Out Front in the Fight on Fat

Betsy McKay:

How Portland, Maine Took a Stand Against Childhood Obesity. It Spent $3.7 Million to Rally Schools and Other Sites in the State. More Families Adopted 5-2-1-0 a Day: At Least 5 Servings of Fruits and Vegetables , 2 Hours or Less of Screen Time, at Least 1 Hour of Exercise, and 0 Sugary Drinks. After All That, the Childhood Overweight-and-Obesity Rate for Southern Maine Dipped 1.5 Percentage Points to 31.3%.
At first, it seems obvious: Recess and fruit keep kids trimmer and healthier than videogames and cookies. But there isn’t much that’s obvious about moving the needle on childhood obesity rates in the U.S.

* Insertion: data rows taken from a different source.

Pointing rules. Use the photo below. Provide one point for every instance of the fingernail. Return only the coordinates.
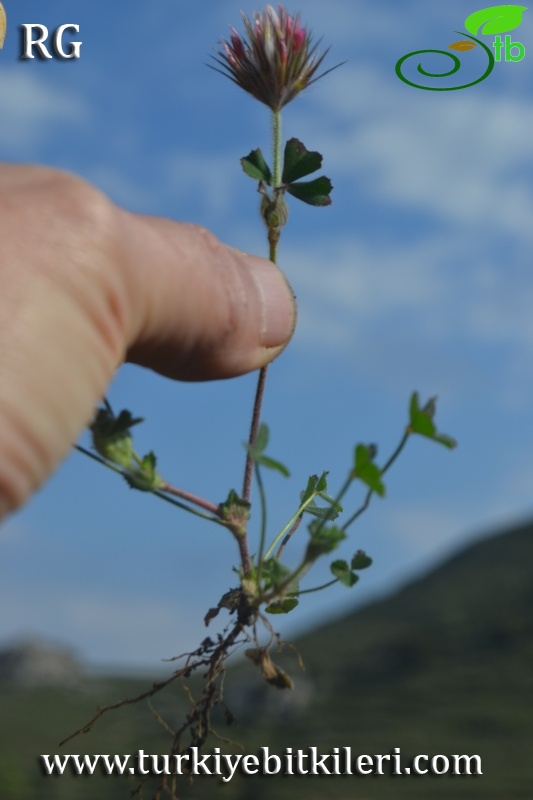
(278, 303)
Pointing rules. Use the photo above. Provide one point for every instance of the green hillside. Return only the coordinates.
(445, 666)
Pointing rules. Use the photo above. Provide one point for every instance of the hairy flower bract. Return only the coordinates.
(275, 58)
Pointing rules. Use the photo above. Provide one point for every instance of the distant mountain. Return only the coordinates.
(443, 666)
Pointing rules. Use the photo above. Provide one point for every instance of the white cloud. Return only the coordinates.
(32, 108)
(461, 158)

Nine year-old Ayub Mohamud was gaining weight rapidly when he went to see his doctor at a pediatric clinic here in September. At home, Ayub and his four siblings snacked regularly on candy, chips and soda; a younger brother also was overweight. Ayub ate two breakfasts, one at home and one at school, and got little exercise during the long Maine winters. He had a dark skin coloring on the back of his neck called “acanthosis nigricans,” which can be a sign of being prediabetic.
By the end of January, after implementing some of Portland’s 5-2-1-0 principles, Ayub had lost three pounds. His mother stopped buying a lot of candy, soda, and chips, and Ayub started eating carrots and broccoli. He and his 7-year-old brother were competing to do push-ups and sit-ups or try new foods. “I like it,” Ayub says of his healthier new life.